Testosterone undecanoate injectable is available only through certified healthcare facilities enrolled in the FDA's REMS program. This restriction means patients cannot fill prescriptions at retail pharmacies or administer injections at home. Every dose must be given in a medical office, hospital, or specialty clinic with the capability to manage acute allergic reactions and respiratory emergencies.
Prescribers must complete REMS certification training before ordering testosterone undecanoate. Patients receive educational materials about POME symptoms and sign informed consent acknowledging the 30-minute post-injection observation requirement. Most urology practices, men's health clinics, and endocrinology offices maintain REMS certification.
Cost and Insurance Coverage
Each injection of testosterone undecanoate costs $1,000-1,500 before insurance. The quarterly dosing schedule translates to approximately $4,000-6,000 annually — substantially higher than weekly cypionate injections ($600-1,200/year) or daily testosterone gels ($2,400-4,800/year).
Insurance coverage varies widely. Most major plans cover testosterone undecanoate for FDA-approved hypogonadism indications when prior authorization demonstrates documented low testosterone levels (typically two morning measurements below 300 ng/dL) and symptom criteria. Insurers often require failure or intolerance of lower-cost testosterone formulations first — a practice called step therapy.
Medicare Part D plans cover testosterone undecanoate under specialty tier formularies, typically requiring 20-33% coinsurance rather than flat copays. Out-of-pocket costs for Medicare beneficiaries range from $200-500 per injection depending on supplemental coverage.
Manufacturer copay assistance programs can reduce patient responsibility to $0-50 per injection for commercially insured patients, though Medicare and Medicaid prohibit manufacturer copay cards. Health Savings Accounts (HSA) and Flexible Spending Accounts (FSA) cover testosterone undecanoate as a qualified medical expense when prescribed for diagnosed hypogonadism.
Patient Profile
Ideal candidates for testosterone undecanoate are men with confirmed hypogonadism who value infrequent dosing above all other considerations. The quarterly injection schedule appeals particularly to busy professionals, frequent travelers, and men averse to needles who prefer the fewest possible exposures.

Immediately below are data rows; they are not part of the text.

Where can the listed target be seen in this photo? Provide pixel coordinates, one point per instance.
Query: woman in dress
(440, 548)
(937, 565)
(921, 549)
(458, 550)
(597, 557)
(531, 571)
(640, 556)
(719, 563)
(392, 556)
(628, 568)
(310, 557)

This formulation works well for patients who struggled with adherence to weekly self-injections or daily gel applications. The clinic-scheduled visits eliminate the "did I remember my shot?" uncertainty that undermines other protocols. Men transitioning from testosterone gels due to skin reactions or inconsistent absorption often report high satisfaction with the stability of injectable undecanoate.
Poor candidates include men requiring fertility preservation, those with needle phobia severe enough that quarterly injections cause significant distress, and patients with severe cardiovascular disease or baseline hematocrit above 48%. The REMS observation requirement also presents barriers for men with limited clinic access or inflexible work schedules.